Omarm me volgt het laatste levensjaar van de twintigjarige Freek. Freek houdt van zwemmen, muziek, zijn hond Bo, Ajax en zijn hechte familie. Zoals veel twintigjarigen wil hij graag uitgaan, het liefst met wat leuke meiden erbij, maar Freek is lichamelijk zeer beperkt. Hij is rolstoelgebonden en kan niet lopen, praten of zelfstandig eten en drinken. Door zuurstofgebrek bij zijn geboorte heeft hij cerebrale parese: een hersenbeschadiging die ervoor zorgt dat hij zijn spieren niet goed kan aansturen. Hierdoor heeft hij ook chronische pijn, die ondanks vele operaties niet verholpen kan worden.

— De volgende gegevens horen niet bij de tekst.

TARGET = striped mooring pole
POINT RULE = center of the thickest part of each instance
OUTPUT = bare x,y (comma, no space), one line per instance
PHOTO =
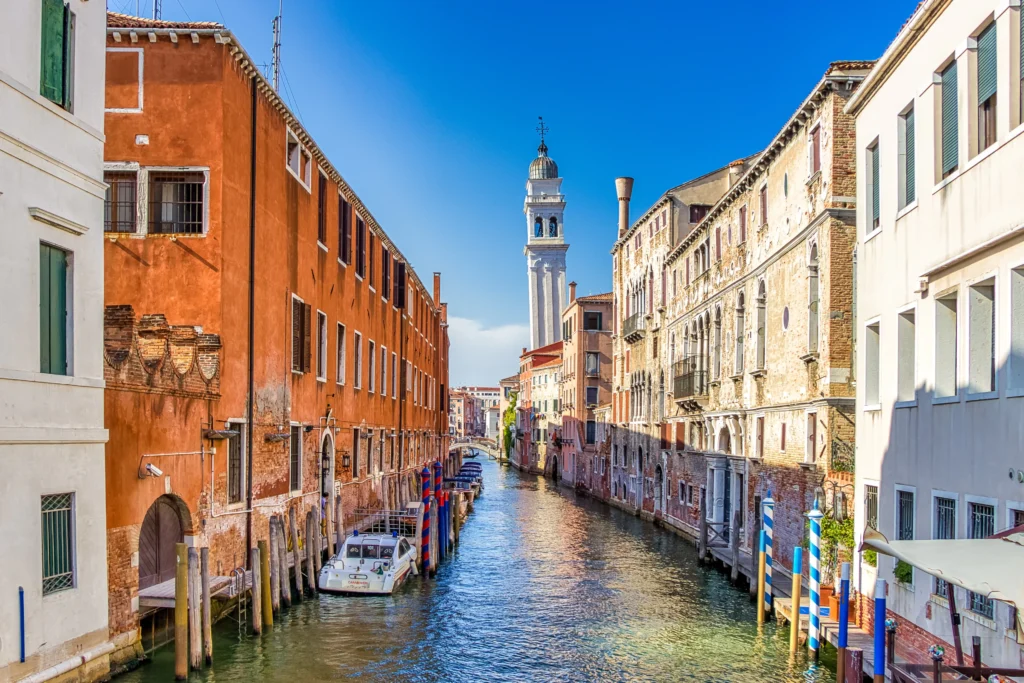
425,540
769,522
814,630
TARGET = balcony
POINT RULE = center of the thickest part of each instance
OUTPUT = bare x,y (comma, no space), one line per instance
633,328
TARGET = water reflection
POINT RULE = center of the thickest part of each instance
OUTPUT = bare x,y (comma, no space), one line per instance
545,587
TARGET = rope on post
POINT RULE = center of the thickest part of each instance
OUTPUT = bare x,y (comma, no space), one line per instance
769,523
814,630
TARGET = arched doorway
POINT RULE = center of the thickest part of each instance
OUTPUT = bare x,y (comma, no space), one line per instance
658,489
162,530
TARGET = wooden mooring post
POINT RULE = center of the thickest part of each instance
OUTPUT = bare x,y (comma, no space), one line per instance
256,592
204,557
195,623
181,612
266,595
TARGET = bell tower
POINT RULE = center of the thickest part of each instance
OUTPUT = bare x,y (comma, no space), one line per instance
546,248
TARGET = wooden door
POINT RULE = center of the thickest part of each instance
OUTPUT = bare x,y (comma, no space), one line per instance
161,531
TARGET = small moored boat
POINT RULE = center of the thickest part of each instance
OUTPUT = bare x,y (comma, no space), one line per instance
369,564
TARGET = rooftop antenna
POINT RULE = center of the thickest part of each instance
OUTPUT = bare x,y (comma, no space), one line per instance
275,61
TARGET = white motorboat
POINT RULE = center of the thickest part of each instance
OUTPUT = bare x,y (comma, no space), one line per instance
369,564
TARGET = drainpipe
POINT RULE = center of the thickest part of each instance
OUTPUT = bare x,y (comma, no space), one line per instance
252,325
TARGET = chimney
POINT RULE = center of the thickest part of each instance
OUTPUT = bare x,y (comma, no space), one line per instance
735,170
624,188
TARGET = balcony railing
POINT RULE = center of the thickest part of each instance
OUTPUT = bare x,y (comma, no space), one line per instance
633,327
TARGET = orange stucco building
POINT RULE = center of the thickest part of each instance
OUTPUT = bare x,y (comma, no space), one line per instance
241,264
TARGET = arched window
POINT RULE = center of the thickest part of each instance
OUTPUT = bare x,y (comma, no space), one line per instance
812,301
740,333
762,312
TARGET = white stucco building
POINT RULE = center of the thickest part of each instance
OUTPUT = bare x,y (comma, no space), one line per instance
940,302
52,504
545,249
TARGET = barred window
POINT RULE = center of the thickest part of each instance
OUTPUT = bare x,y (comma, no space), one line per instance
58,542
176,202
120,207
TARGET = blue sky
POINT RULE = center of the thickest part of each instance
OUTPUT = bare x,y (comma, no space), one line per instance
429,109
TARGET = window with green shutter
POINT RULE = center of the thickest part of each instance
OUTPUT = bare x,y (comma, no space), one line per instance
52,310
950,136
57,52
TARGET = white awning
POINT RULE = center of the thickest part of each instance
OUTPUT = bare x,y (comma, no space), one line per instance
992,567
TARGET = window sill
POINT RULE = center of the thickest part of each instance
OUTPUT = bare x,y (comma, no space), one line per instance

Freek heeft besloten niet verder te willen leven. Al een aantal jaar denkt hij na over de vraag hoe je zingeving in het leven vindt, als zo veel dingen die je wilt doen niet mogelijk zijn. Hoelang blijf je nog wachten en hopen dat het beter wordt? Wanneer bepaal je dat leven met lichamelijke en psychische klachten het niet meer waard is?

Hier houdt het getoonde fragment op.